Well I checked out some Lets Plays and changed my game play style. Food is important your city can grow into production or at least you should try to keep the turns until next population growth under 10 or close to 10 turns.

Also you should have settled a coastal city for extra trade routes and exploration is essential.
 
I think your assessment is pretty good. You can't ignore happiness/city growth for very long and still be successful. Being in negative happiness basically kills your growth, and in BNW, you can't do that.

With all your citrus (I'm assuming you're selling all of that), you seem to have a decent economy. You're Greece, so you should be able to use patronage policies/gold/complete missions to utterly dominate the city state game in this position. Use your money on those city states! The luxury resources they offer you could probably have put you back in to positive happiness a lot sooner, and the other benefits are really useful too!

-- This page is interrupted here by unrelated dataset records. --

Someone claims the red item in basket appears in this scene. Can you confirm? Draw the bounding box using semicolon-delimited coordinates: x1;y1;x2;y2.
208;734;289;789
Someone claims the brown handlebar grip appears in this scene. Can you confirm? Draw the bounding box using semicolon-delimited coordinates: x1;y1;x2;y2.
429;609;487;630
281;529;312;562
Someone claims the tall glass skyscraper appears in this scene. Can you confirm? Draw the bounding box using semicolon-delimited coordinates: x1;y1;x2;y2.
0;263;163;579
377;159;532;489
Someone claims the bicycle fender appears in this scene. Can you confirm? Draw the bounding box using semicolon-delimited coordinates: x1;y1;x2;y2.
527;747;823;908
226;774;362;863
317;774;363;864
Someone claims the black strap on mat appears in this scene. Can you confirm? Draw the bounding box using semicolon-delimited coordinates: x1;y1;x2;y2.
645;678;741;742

Getting a costal city is not always necessary (but is useful), but sending out a few scouts/warriors at the very least to explore the ocean would have been a good idea. With more exploration, you can meet more city states (awesome for Greece) and meet more civilizations (which gives you more civs to trade luxes with, which would have been useful considering how much citrus you have).

EDIT: Other things I'm noticing, banana tiles are already really good unimproved, and I'm not sure if improving them is actually worthwhile. At the very least, they are low priority, as they give nice early game food as well as give good late game science. Focusing on other tiles more than the bananas could have helped you a bit, as that probably took a lot of turns that weren't incredibly worthwhile compared to what else your worker could have been doing. Having one worker on three cities is not great either, having 1 worker per city is generally how I do it. You could have eventually built roads between your cities with a few more workers too.